Ошиблась. Он оказался специалистом не только по фаршированию наших золотистых, зеркальных и почти бесчешуйных карпов, но и очень способным на все другое, касающееся состояния кухни. Талантливый человек - талантлив во всем. После произведенного нашим кулинаром процесса фарширования мы не менее месяца скребли, чистили и мыли кухню. А еще около полугода удивлялись, до чего же золотист бесчешуйный зеркальный карп, убирая его золотинки даже с потолка.

Но надо отдать должное, продукт у нашего кулинара вышел на все сто с хвостиком. Это отметили и редакция газеты "Советская Белоруссия", и редакция журнала "Неман", прибывшие на новоселье полным составом. Вдохновленные, наверно, тем блюдом, девчата из "Советской Белоруссии" бросились качать главного редактора "Немана" Андрея Егоровича Макаенка. Да так, что невзначай забросили его на шкаф, где сиделось ему из-за низкого потолка панельной квартиры, прямо скажем, не очень уютно. Хотя он и смеялся.

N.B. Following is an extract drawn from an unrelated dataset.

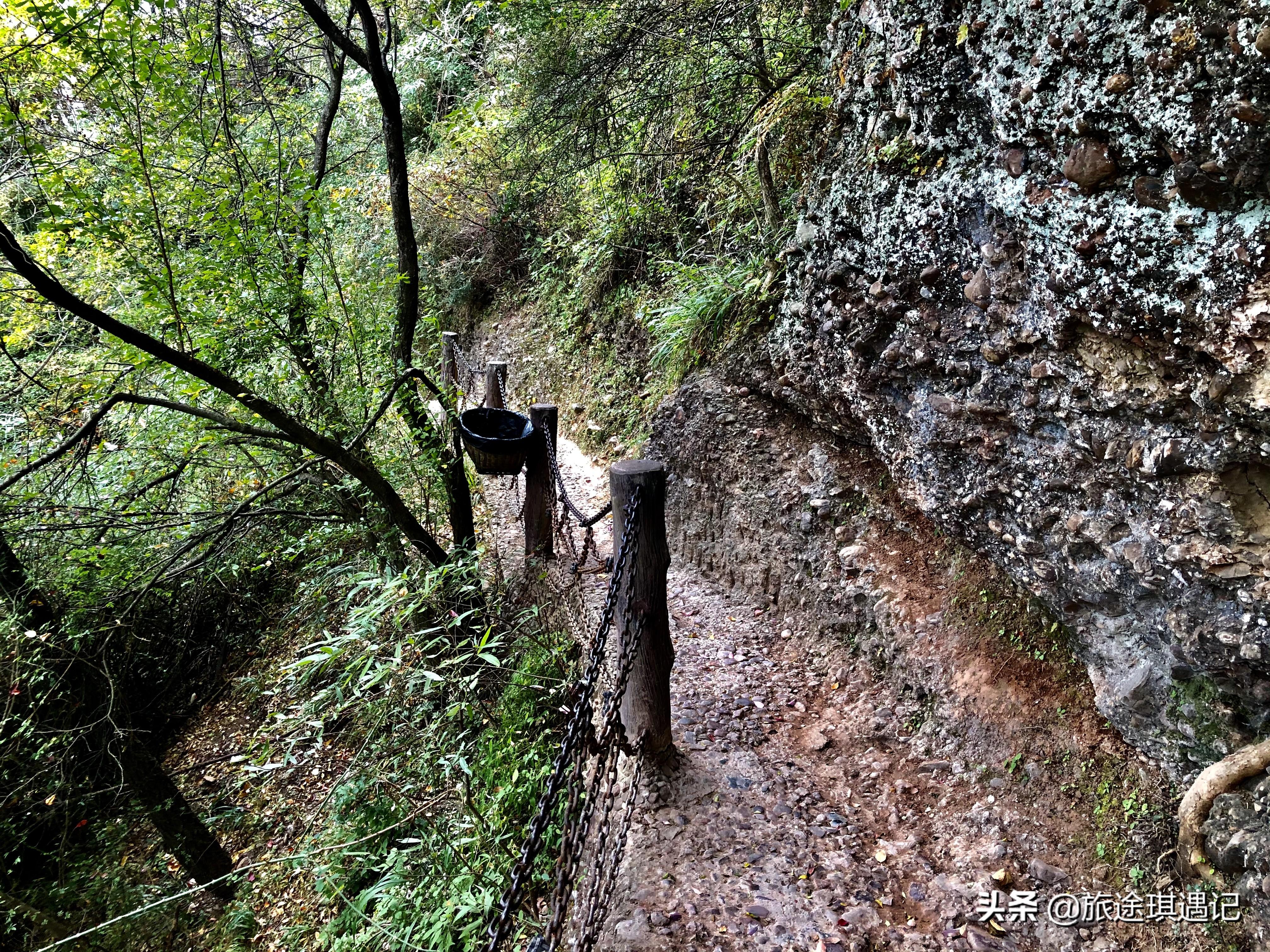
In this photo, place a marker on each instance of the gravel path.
(801, 812)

Факт этот сразу был зафиксирован для истории фотокором "Немана" Анатолием Колядой. Но снимок вместе с негативом подвергся жестокой цензуре заместителя Макаенка по журналу Георгия Попова и был конфискован, чтобы в будущем перед историей и потомками не дискредитировать Народного писателя Беларуси.

Шло время. В прошлом остались многие названные тут дорогие мне люди. Многие безвозвратно ушли навсегда. А ниточка, связавшая меня с моим зеркальным карпом-пролетарием, не только не оборвалась, но и упрочилась. Словно на самом деле на его чешуе написано послание мне или моему сыну. Тому, кто все же когда-то разберет и прочитает его. Придет к прочтению и пониманию всех живых языков на планете. Должен прийти. Потому что без этого нет продолжения никого из нас. Так едино и сплоченно, сами не осознавая этого, плечо в плечо, живут все поколения пролетариев. Так ежечасно и ежеминутно сходятся все наши стежки. В нашей жизни ведь без дай-причины даже комар не чихнет. Случайности в нашей жизни нет - только неосведомленность, расслабленность и лень.

Но и моя память о золотистом карпе постепенно стиралась, глохла в череде и безладье дней. Казалось, возврата к нему уже не будет. Я черствел душой и телом, подобно черепахе, не полностью ли уже вбирался в созданный мною же костяной панцирь. Одна только морда немного наружу, да нечто вроде слоновьих ног, черепашье укороченных, совсем не для бега - средство ползучего передвижения преимущественно по асфальтированным твердым дорогам.

Но неожиданно я заимел дачу. Потомственный сельский житель, от рождения слитый с идиотизмом, как зло сказал Горький, деревенской жизни, я постепенно начал возвращаться к завещанному идиотизму - к самому себе. Приобрел участок земли, построил дом в деревне.